Thank you for that information.
It is very common (and unfortunate) when individuals who are arrested end up in police blotters in the newspaper and online. This is because the police blotters are made up of individuals who peruse publicly available police reports and obtain their information solely from those reports and is compiled based on arrests only (and not actual convictions). Hundreds of people are arrested each day (and end up in a blotter) only to be found not guilty or the case being dismissed (for whatever reason) down the road in Court (where the actual evidence is heard and a fair and impartial judge/jury reaches the determination).
So, to answer your first question, the police blotter does not indicate anything other than an arrest. Also, being able to pull up the court file does not necessarily mean a conviction was entered against a person.

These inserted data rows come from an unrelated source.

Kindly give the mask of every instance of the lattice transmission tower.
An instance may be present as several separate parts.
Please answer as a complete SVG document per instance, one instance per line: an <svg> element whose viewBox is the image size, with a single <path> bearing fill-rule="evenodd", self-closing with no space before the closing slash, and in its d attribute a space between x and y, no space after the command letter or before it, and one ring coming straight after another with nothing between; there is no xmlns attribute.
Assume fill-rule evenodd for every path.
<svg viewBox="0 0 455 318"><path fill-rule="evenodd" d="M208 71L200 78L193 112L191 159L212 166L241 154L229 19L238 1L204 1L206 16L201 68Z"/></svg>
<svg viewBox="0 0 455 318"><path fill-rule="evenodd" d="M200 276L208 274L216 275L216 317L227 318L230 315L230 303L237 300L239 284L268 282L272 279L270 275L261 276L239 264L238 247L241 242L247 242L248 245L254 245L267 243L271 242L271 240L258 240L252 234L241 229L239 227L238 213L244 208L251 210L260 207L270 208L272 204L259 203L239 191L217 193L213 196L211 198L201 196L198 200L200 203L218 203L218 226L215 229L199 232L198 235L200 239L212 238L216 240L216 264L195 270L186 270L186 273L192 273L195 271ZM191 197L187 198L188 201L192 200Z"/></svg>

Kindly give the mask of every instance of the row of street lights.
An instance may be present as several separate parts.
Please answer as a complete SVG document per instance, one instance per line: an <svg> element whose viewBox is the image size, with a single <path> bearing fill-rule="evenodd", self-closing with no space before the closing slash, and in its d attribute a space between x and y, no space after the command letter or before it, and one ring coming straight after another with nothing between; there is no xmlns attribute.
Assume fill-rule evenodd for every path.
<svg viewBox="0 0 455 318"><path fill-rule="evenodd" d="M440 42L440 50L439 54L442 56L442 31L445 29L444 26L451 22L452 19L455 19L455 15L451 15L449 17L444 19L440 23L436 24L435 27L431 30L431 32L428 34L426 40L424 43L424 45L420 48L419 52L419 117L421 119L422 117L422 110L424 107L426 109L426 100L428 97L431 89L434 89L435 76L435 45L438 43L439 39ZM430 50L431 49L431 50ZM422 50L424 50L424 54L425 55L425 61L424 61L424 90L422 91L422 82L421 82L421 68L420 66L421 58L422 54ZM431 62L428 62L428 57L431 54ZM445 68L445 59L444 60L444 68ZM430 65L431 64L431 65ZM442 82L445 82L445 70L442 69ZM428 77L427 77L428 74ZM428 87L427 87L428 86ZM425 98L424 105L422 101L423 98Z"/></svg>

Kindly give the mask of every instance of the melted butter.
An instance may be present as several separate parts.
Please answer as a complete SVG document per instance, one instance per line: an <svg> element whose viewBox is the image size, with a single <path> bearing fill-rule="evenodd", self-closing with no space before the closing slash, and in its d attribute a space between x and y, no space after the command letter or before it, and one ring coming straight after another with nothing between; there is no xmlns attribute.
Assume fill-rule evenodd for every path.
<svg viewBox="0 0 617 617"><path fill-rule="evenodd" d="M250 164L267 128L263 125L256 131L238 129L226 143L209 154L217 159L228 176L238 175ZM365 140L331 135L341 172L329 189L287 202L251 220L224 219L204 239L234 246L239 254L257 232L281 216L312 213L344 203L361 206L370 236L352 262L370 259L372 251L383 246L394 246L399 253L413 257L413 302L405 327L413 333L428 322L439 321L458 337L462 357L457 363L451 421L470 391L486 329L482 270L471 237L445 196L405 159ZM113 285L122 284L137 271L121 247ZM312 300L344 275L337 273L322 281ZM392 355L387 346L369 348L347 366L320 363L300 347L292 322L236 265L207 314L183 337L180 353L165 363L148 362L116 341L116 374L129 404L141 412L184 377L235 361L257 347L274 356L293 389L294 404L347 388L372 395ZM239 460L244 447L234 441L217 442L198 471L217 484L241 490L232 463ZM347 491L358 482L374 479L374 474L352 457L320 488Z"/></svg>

Anytime a charge is brought, a court file will be created. Even if the case is dismissed or a finding of not guilty is entered after a trial, the court file will continue to exist (up to the point where the defendant obtains an order to seal or expunge the court file).

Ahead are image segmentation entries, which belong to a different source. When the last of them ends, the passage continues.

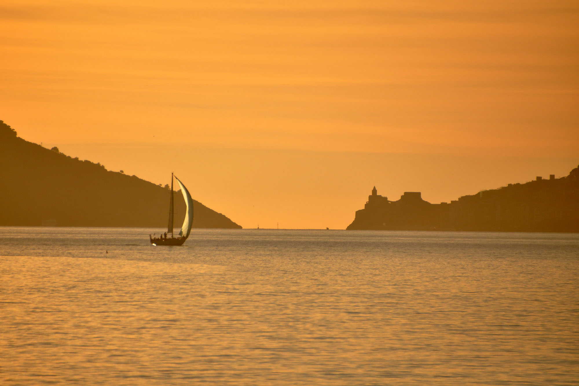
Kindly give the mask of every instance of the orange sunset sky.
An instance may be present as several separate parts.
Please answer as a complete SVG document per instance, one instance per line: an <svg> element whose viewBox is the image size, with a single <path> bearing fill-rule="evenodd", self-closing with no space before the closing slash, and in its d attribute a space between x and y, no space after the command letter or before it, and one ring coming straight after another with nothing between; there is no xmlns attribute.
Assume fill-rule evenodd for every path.
<svg viewBox="0 0 579 386"><path fill-rule="evenodd" d="M579 3L0 3L0 119L245 228L579 163ZM6 167L6 166L2 166Z"/></svg>

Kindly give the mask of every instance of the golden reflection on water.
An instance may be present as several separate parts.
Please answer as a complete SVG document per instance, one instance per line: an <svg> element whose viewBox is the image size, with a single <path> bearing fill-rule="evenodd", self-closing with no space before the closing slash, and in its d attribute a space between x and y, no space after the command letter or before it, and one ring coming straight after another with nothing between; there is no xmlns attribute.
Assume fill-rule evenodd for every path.
<svg viewBox="0 0 579 386"><path fill-rule="evenodd" d="M300 234L178 261L1 257L0 383L577 384L577 236L519 256Z"/></svg>

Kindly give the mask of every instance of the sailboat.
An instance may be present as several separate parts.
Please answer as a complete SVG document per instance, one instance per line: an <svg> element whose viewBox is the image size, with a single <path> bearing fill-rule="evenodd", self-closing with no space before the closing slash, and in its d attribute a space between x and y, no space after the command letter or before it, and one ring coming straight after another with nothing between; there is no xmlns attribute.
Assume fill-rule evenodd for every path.
<svg viewBox="0 0 579 386"><path fill-rule="evenodd" d="M169 223L167 227L167 233L164 236L163 235L160 237L154 238L149 235L149 239L151 243L153 245L182 245L185 241L189 237L191 233L191 227L193 225L193 199L191 195L189 194L189 191L185 187L179 179L175 177L177 180L177 183L181 189L181 194L183 198L185 199L185 204L186 206L185 210L185 220L183 221L183 225L181 231L179 231L179 237L173 237L173 215L175 213L173 207L173 173L171 173L171 198L169 201ZM171 234L169 238L168 234Z"/></svg>

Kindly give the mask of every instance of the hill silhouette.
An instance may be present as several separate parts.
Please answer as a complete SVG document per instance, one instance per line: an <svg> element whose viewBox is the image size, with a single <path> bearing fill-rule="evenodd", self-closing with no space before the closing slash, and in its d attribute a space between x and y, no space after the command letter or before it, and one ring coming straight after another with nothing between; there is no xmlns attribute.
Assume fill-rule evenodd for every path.
<svg viewBox="0 0 579 386"><path fill-rule="evenodd" d="M579 232L579 167L566 177L537 177L450 203L430 203L420 192L390 201L375 187L346 229Z"/></svg>
<svg viewBox="0 0 579 386"><path fill-rule="evenodd" d="M167 226L170 190L25 141L0 121L0 225ZM175 196L175 224L185 202ZM241 228L194 201L194 228Z"/></svg>

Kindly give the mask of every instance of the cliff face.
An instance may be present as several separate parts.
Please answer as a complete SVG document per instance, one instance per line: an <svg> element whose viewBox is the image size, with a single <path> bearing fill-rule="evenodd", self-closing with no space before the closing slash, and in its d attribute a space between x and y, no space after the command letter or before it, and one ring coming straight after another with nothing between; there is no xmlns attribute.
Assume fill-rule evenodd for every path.
<svg viewBox="0 0 579 386"><path fill-rule="evenodd" d="M40 225L53 220L58 226L166 227L169 194L135 176L25 141L0 121L0 225ZM176 228L185 207L176 193ZM193 210L195 228L241 228L197 201Z"/></svg>
<svg viewBox="0 0 579 386"><path fill-rule="evenodd" d="M579 167L563 178L509 184L450 203L412 192L389 201L375 192L346 229L579 232Z"/></svg>

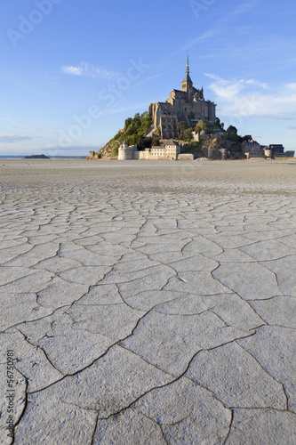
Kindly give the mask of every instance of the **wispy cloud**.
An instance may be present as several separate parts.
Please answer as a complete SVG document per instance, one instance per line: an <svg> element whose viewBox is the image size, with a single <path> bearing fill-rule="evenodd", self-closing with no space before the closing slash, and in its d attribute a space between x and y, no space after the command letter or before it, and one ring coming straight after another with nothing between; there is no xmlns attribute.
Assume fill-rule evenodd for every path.
<svg viewBox="0 0 296 445"><path fill-rule="evenodd" d="M23 141L32 141L33 138L26 134L0 134L0 143L22 142Z"/></svg>
<svg viewBox="0 0 296 445"><path fill-rule="evenodd" d="M87 62L82 62L78 66L64 65L61 67L63 74L70 76L88 76L92 78L107 78L114 80L118 78L121 74L107 69L104 67L93 67Z"/></svg>
<svg viewBox="0 0 296 445"><path fill-rule="evenodd" d="M280 118L281 115L283 118L295 116L295 84L271 90L268 84L256 79L223 79L212 74L206 76L213 79L209 88L220 104L219 114L221 116L270 117L273 119L275 117Z"/></svg>
<svg viewBox="0 0 296 445"><path fill-rule="evenodd" d="M12 119L11 117L3 117L2 120L9 122L13 128L22 128L23 130L34 132L36 134L57 134L60 133L60 130L58 128L48 127L48 126L42 126L42 127L29 126L27 124L22 124L21 122L19 122L18 120Z"/></svg>

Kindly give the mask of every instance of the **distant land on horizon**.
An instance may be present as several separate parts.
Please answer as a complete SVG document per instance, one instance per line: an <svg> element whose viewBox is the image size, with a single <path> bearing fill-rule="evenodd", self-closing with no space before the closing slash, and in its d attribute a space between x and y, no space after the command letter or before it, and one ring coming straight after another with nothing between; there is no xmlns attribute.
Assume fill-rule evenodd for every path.
<svg viewBox="0 0 296 445"><path fill-rule="evenodd" d="M41 155L19 155L19 156L0 156L0 159L34 159L34 158L40 158L40 159L44 159L45 158L40 158ZM36 158L33 158L36 157ZM37 158L38 157L38 158ZM85 156L52 156L52 157L46 157L46 159L85 159Z"/></svg>

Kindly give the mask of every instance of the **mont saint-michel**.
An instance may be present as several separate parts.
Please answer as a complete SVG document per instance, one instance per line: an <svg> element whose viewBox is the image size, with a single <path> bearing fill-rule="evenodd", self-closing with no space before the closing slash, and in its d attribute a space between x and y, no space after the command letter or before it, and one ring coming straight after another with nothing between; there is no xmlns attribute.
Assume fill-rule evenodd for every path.
<svg viewBox="0 0 296 445"><path fill-rule="evenodd" d="M173 89L165 101L151 103L148 111L125 120L124 127L88 159L177 160L195 158L250 159L293 158L282 144L260 144L251 134L240 136L234 125L224 128L216 104L206 100L190 77L189 58L180 90Z"/></svg>
<svg viewBox="0 0 296 445"><path fill-rule="evenodd" d="M188 58L181 90L172 90L165 102L151 103L149 116L153 119L154 131L159 128L162 139L178 137L178 123L181 121L188 125L198 120L215 122L216 105L204 100L204 88L197 90L193 86Z"/></svg>

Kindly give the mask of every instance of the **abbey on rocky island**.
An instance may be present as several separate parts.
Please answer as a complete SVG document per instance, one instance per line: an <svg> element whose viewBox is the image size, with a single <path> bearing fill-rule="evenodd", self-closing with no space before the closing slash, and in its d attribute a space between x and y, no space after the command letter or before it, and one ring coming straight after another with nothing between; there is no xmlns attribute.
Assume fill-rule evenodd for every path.
<svg viewBox="0 0 296 445"><path fill-rule="evenodd" d="M193 86L188 57L181 90L172 90L165 102L151 103L149 115L153 118L154 132L159 128L162 139L178 136L178 122L185 121L190 125L190 122L198 120L215 121L216 105L204 100L203 88L197 90Z"/></svg>

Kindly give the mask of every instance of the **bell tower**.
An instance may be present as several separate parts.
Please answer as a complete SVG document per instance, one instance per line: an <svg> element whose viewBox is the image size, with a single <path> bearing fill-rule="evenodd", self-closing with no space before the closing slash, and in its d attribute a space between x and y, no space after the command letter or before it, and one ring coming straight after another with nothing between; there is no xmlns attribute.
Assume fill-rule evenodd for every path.
<svg viewBox="0 0 296 445"><path fill-rule="evenodd" d="M191 90L193 86L193 82L189 76L189 55L187 56L187 67L186 67L186 75L182 82L182 91L188 93Z"/></svg>

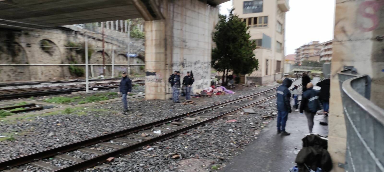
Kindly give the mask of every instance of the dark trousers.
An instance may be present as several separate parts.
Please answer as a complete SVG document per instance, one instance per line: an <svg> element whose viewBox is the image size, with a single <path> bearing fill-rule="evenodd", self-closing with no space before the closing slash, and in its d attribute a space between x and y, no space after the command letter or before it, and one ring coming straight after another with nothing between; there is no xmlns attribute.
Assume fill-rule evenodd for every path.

What is more important is the actual disposition of the case, which can be found in the court file. This is the only, and best, ***** ***** find out if this person had been convicted of the offense. Perhaps additional research on your part will disclose this, but unless and until this is determined, there is no way to know if a conviction had been entered. The fact that a police blotter and court file exist only indicates that: 1) an arrest was made and 2) charges were filed against an individual. Outside of that, only an inspection of the documents of the actual file (or obtaining an individual's criminal history) will reveal if the person had been convicted or not.

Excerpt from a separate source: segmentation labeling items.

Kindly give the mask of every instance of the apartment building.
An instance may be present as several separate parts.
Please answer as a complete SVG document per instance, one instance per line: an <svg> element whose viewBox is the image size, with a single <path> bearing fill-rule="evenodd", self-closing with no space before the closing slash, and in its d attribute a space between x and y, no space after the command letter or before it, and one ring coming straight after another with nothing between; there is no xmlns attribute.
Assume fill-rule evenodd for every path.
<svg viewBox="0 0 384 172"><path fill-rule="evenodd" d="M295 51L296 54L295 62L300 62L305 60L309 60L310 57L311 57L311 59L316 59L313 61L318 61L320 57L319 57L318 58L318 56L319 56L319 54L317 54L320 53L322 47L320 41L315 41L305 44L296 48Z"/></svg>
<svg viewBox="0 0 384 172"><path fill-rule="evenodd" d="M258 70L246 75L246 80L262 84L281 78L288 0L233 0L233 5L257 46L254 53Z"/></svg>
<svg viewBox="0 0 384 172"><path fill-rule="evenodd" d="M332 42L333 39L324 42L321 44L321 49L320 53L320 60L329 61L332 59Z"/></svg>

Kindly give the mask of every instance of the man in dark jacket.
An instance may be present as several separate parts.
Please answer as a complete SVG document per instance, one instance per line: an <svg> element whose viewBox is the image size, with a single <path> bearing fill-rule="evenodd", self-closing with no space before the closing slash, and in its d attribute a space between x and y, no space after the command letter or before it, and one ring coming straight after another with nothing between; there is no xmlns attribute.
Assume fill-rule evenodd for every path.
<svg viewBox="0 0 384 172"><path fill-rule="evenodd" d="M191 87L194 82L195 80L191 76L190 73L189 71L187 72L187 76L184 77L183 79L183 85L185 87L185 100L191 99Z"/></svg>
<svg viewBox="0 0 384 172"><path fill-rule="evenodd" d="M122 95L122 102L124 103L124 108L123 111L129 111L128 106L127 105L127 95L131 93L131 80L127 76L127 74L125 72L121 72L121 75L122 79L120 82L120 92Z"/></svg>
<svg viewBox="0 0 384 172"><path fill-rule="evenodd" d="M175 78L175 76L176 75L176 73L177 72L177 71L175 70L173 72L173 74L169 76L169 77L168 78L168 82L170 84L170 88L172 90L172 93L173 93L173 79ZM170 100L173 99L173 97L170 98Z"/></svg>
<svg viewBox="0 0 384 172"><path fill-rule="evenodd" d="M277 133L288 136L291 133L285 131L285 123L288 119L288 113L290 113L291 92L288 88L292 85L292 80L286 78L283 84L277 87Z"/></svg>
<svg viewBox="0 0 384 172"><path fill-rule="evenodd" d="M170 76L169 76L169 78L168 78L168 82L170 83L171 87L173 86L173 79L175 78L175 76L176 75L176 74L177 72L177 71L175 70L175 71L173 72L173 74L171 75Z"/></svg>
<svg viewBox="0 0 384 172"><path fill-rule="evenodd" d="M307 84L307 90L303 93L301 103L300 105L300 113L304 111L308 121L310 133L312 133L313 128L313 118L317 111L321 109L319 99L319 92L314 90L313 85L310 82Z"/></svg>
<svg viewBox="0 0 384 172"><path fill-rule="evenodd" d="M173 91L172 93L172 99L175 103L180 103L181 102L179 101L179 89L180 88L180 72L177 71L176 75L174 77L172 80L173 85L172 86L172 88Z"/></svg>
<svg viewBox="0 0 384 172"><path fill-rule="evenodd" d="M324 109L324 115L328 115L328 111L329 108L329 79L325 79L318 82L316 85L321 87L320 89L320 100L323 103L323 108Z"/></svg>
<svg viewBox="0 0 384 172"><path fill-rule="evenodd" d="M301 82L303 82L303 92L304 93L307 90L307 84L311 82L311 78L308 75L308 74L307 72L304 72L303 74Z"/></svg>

Furthermore, battery (or solicit to commit battery) is not necessarily always an indicator of a violent propensity. This is because battery can be charged with the common types of actions usually associated with battery (i.e., punching someone, pushing someone, etc) or with what is commonly called "offensive contact" which can include poking someone, patting someone on the shoulder (in conjunction with other actions or statements that may make it "offensive" to a reasonable person) or even flicking or blowing into someone's ear jokingly (assuming the "victim" takes exception to the action). Again, generally, the actual charging document in the court file will contain a description of the action that the State's Attorney's Office considers "battery."
So, in essence, it is impossible to, by simply providing the charges and the fact that someone was arrested, to determine whether or not someone is a proper fit for whatever activity it is that you may be engaged in.
Before proceeding, I would like to pause and ask if you have any questions on what I have provided thus far?